伊織が取り込んだ邪気を結晶化できる水虎のたま。
ある日、共同不審な客の後を追い、猫又に出会う。
客が心配で助言するが、激昂し刺されてしまう。
この時、伊織は死んでしまった。
伊織の身代わりに地獄へ落ちるたま。
その代償としてたまの記憶を失う伊織。日々に何かが足りないと感じる。
それは決定的になり、虚無を埋める術を探し地獄に辿り着く。
地獄の案内人に連れられ、たまを探しに地獄へ。
そこで伊織が見た、たまの姿…
愛する人のため、死ねない苦しみを永遠に味わえますか?
泣いちゃいました…。
幾度となく地獄に行ってた事とか。
蛆もわき、肉が腐り、醜くなっている自分を見てほしくない気持ち。
愛する人を、自分のためとはいえ犯される様を見せられるとか…。
お互いの気持ちが通じ合う事の幸せを教えてくれます。
今まで高岡ミズミさんの作品は読んだことがなかったのですが、斑目さんの絵が好きなので購入。

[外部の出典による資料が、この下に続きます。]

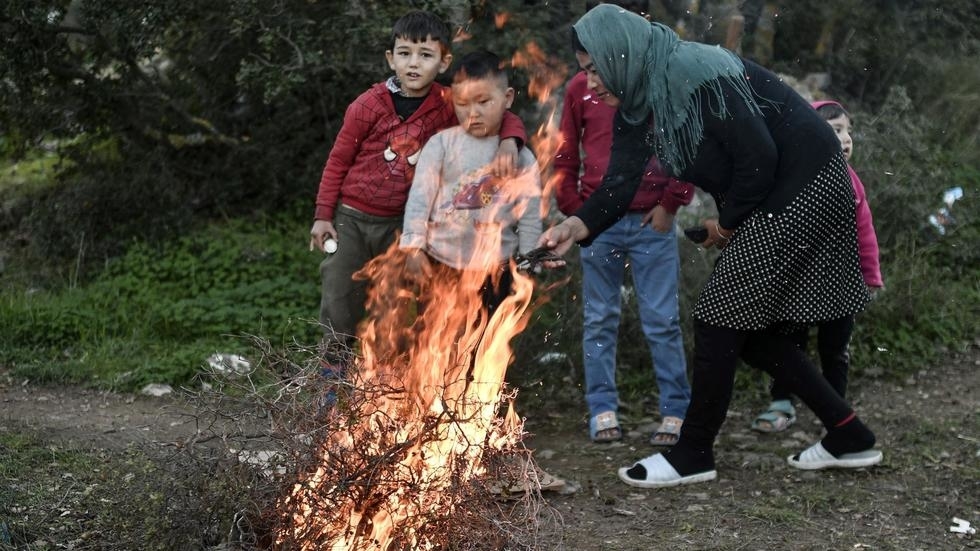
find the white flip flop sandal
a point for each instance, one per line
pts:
(817, 457)
(661, 474)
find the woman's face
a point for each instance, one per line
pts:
(594, 82)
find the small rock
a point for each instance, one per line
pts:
(156, 389)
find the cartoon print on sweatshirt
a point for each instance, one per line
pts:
(402, 153)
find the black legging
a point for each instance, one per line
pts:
(716, 354)
(833, 338)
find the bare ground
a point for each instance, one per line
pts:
(928, 427)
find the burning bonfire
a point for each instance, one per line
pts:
(412, 436)
(424, 439)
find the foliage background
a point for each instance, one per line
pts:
(159, 162)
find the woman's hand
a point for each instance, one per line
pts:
(717, 235)
(560, 238)
(659, 219)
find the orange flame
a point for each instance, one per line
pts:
(547, 74)
(500, 19)
(432, 381)
(431, 375)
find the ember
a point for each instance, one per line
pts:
(416, 442)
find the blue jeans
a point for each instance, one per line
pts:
(653, 260)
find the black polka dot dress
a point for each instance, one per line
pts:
(794, 266)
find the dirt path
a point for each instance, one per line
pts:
(928, 427)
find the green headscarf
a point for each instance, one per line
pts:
(649, 68)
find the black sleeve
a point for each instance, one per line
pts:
(631, 150)
(753, 153)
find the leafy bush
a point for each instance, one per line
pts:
(158, 311)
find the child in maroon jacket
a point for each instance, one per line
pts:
(833, 337)
(364, 187)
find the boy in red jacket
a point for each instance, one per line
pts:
(364, 187)
(645, 241)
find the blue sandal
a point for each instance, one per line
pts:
(778, 417)
(604, 428)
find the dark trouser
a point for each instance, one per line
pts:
(833, 338)
(716, 353)
(360, 237)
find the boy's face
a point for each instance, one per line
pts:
(480, 104)
(416, 64)
(842, 127)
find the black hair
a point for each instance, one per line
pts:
(479, 65)
(418, 26)
(577, 44)
(830, 111)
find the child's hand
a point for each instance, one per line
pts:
(320, 232)
(417, 265)
(504, 165)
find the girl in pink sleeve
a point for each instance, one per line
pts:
(833, 336)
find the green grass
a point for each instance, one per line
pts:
(157, 313)
(29, 175)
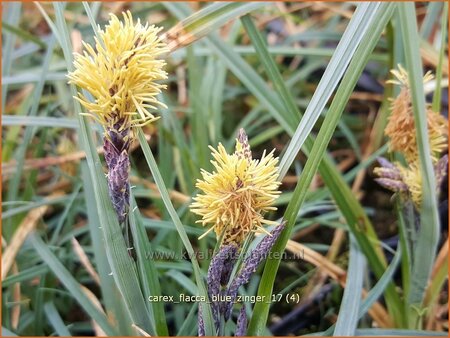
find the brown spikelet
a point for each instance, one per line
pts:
(401, 128)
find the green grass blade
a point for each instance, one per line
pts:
(428, 236)
(204, 21)
(347, 202)
(122, 266)
(112, 298)
(376, 291)
(7, 333)
(355, 68)
(430, 19)
(148, 271)
(438, 91)
(55, 319)
(345, 50)
(348, 312)
(71, 284)
(12, 18)
(206, 309)
(399, 332)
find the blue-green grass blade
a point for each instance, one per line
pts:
(206, 309)
(428, 234)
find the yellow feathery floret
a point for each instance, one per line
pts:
(121, 73)
(235, 197)
(401, 128)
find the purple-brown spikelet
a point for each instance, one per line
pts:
(390, 176)
(121, 72)
(250, 265)
(116, 146)
(201, 324)
(241, 323)
(220, 265)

表紙の絵がすっごく綺麗で、うわ~!となっていたのですが扉絵でちょっと違う意味でうわ~…!となりました。。
話の内容は、主人公・伊織には特殊な力があり、祖父から譲り受けた骨董店で気ままに働いていた。ある日、何となく行った河原で壺を見つけ家に持って帰ると中から水虎が現れる。伊織は水虎を‘たま’と名付け、最初は伊織に警戒心を抱いていた たま も次第に心を開き、いつの間にか二人は身体の関係を持つように…
そんな時、伊織は猫又に騙されていた男性客にハサミで腹を刺され、命を失ってしまうが、たまが地獄で閻魔さまと交わした契約により生き返る。しかし、たまとの記憶を失い、たまは伊織の代わりに地獄へ落とされてしまう。

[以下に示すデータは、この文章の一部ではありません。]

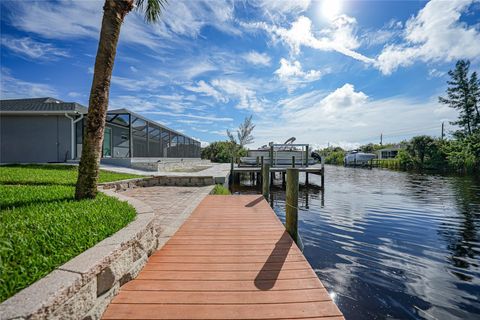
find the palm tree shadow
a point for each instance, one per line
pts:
(268, 275)
(254, 202)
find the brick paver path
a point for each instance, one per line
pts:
(232, 259)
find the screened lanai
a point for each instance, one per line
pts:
(129, 135)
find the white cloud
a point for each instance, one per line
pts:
(73, 94)
(12, 87)
(191, 116)
(434, 34)
(347, 116)
(207, 90)
(339, 36)
(242, 91)
(79, 19)
(29, 48)
(144, 84)
(434, 73)
(277, 10)
(292, 75)
(257, 58)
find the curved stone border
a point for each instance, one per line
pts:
(83, 287)
(183, 181)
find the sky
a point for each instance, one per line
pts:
(328, 72)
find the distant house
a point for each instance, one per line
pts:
(44, 130)
(388, 153)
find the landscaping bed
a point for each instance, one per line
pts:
(42, 226)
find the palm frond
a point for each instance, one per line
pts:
(152, 9)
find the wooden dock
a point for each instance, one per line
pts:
(232, 259)
(313, 169)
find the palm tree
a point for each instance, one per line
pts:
(114, 12)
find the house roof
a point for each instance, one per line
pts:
(47, 104)
(123, 110)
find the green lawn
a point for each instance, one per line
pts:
(42, 226)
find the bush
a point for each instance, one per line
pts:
(221, 151)
(43, 226)
(221, 190)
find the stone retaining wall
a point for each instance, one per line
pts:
(83, 287)
(167, 164)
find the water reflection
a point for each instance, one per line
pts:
(393, 245)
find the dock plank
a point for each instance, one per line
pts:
(222, 264)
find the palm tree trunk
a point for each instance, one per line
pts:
(114, 12)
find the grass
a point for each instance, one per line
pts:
(42, 226)
(221, 190)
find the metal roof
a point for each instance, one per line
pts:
(46, 104)
(148, 120)
(50, 105)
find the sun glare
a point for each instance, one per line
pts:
(331, 8)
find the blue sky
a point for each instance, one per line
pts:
(332, 71)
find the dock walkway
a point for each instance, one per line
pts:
(232, 259)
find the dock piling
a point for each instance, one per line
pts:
(322, 176)
(291, 203)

伊織は日々何か違和感を感じながら生活し、ある時、伊織と たま との事を知っている叔父・清貴に相談している最中に、たまとの記憶を取り戻す。すると、とある住所の書かれた紙をもらう。
その住所の場所へ行くと篁という男が、渋々ながら伊織を地獄へと案内した。そこで伊織は人が変わってしまったような たま の姿を見る。しかし、気が付くと人間界へと戻っていて、またも記憶を無くし、叔父の所で紙をもらい……ということが何度も続き、3年(地獄では300年経っていた)もそれを繰り返して…やっと決着の時がきます。
ここからは少し割愛しまして…、伊織は獄卒共に右眼をくり貫かれ犯されたりしますが、閻魔さまの手足となり働く、という条件で たま と共に人間界に戻って普通に暮らせることになります。

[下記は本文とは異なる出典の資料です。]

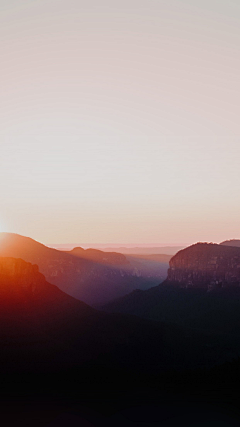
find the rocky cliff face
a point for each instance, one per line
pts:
(206, 265)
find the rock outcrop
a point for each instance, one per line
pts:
(206, 265)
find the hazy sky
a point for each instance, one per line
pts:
(120, 120)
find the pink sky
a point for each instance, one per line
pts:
(120, 120)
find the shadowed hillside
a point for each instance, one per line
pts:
(91, 278)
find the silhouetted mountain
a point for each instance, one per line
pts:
(139, 250)
(233, 242)
(202, 292)
(89, 280)
(42, 329)
(60, 356)
(206, 265)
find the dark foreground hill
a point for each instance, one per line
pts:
(42, 328)
(232, 242)
(202, 293)
(92, 277)
(63, 361)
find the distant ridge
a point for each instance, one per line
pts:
(93, 277)
(232, 242)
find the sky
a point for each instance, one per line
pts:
(120, 120)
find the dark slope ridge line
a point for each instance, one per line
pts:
(90, 281)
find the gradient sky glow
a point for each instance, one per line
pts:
(120, 120)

長くなってしまいましたが内容としてはこんな感じです♪
少しグロテスクなところもありますが、面白いお話だと思います。伊織も、個人的にはもっと繊細な感じかと思っていたのですが結構さばけていて、こういう受けキャラもいいなーと思いました。そして何より たま がクールで美しくて尚且つカッコいいです!(←人型の時も獣型のときも)
ぜひ、いろんな方に読んで頂きたいです。
昔から、住宅事情さえ許せば、大きな生き物と一緒に暮らすのが夢でした。BL作品ではないのですが、小野不由美さんの「十二国記」を読んで、その願いに拍車がかかったような気がします。そういえば、延王尚隆は愛騎の騶虞(すうぐ=虎に似た妖獣)に「たま」と名付けてましたね。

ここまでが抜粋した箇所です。